On 2019-01-19 15:00:20, Otto Moerbeek <[email protected]> wrote:
> On Sat, Jan 19, 2019 at 09:30:12PM +0900, Bryan Linton wrote:
> 
> > Hello tech@,
> > 
> > I'd appreciate it if someone could review both this patch and my
> > analysis.
> > 
> > [...]
> > 
> > ADDENDUM
> > ________
> > 
> > I'm curious why iostat.c uses cur.dk_*[dn] directly whereas
> > vmstat.c adds 0.5 to it.
> >     rsum += cur.dk_rbytes[dn] / etime;
> 
> rsum is a double. When adding a double to a double, there's no
> rounding or truncation going on.
> 
> > vs.
> >     words = (cur.dk_rbytes[dn] + cur.dk_wbytes[dn]) / 1024.0;
> >     putintmk((int)(words/etime + 0.5), DISKROW + 3, c, 5);
> >                                ^^^^^^
> 
> When converting a double (or float) to an int, truncation happens.
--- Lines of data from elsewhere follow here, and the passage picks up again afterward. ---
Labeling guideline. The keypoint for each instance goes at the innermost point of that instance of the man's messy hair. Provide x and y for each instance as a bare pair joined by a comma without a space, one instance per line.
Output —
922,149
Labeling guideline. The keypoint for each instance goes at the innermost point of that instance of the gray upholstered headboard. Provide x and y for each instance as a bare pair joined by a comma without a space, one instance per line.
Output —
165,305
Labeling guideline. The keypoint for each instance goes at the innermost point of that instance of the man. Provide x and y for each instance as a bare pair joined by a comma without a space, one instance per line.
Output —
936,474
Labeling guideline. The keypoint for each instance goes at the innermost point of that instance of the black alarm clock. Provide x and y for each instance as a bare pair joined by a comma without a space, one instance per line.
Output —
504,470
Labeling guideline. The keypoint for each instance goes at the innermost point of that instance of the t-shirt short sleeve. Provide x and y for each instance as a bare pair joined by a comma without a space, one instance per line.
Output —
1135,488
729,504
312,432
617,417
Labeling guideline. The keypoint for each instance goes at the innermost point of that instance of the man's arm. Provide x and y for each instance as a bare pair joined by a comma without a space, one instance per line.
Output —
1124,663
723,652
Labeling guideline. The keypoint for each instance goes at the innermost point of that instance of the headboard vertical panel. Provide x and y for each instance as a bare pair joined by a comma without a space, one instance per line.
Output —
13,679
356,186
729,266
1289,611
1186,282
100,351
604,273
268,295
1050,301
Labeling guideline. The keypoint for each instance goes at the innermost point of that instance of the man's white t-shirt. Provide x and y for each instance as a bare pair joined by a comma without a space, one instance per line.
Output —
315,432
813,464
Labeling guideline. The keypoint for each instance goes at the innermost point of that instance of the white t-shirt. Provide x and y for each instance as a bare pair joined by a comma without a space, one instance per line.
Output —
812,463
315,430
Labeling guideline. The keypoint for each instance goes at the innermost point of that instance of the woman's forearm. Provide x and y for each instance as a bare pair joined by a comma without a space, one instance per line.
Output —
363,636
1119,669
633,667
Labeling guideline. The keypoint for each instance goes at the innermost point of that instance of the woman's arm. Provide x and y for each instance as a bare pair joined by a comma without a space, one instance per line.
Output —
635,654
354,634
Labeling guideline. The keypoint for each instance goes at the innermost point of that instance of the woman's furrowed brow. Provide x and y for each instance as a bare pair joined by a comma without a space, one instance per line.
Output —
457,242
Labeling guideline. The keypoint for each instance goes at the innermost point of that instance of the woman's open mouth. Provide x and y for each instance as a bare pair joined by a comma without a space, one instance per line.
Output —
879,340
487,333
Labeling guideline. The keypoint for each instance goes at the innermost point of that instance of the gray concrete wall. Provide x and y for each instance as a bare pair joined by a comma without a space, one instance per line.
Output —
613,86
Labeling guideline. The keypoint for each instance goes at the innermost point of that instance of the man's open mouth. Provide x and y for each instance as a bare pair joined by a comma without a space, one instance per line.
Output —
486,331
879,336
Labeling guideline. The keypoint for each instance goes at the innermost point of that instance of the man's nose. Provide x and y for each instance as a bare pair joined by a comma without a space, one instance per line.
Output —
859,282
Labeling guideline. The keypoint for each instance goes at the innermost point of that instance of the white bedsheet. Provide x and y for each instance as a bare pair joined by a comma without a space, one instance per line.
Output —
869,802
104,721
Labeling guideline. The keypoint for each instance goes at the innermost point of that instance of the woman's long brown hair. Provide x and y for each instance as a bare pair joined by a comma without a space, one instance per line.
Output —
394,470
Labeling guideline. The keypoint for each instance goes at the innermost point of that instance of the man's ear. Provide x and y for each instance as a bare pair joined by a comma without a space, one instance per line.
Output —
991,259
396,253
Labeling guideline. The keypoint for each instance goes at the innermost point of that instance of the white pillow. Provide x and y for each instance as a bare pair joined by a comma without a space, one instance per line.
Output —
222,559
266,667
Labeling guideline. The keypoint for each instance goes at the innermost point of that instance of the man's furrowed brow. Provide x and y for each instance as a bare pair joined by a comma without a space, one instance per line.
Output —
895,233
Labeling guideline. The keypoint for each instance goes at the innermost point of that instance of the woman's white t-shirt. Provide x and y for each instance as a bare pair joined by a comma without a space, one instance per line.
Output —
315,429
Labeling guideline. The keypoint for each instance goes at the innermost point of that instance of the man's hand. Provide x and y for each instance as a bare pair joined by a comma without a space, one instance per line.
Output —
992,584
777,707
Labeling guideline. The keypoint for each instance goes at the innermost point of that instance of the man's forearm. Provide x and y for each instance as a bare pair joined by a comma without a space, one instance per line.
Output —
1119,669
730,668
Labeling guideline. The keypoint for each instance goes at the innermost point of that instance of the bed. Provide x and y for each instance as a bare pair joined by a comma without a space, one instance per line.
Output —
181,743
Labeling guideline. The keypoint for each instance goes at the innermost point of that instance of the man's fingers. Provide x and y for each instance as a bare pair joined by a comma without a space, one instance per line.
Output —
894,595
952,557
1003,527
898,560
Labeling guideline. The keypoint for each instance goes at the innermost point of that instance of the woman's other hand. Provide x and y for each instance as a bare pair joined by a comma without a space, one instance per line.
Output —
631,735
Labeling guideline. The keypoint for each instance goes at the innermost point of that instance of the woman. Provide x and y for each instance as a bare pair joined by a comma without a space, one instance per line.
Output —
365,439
So
> add 0.5 to turn it into rounding.
> 

Ah, OK.  I get it now.

> > Also, there are several casts in lines like
> >     putint((int)((float)cur.dk_seek[dn]/etime+0.5), DISKROW + 1, c, 5)
> > 
> > I understand why the value would need to be cast to an (int),
> > since putint() is expecting an int, but since etime is already a
> > (double), wouldn't the C language's automatic type-promotion rules
> > automatically promote everything to a (double) anyway?
> 
> Those casts are indeed unneeded,
> 

Thank you for taking the time to explain both of these!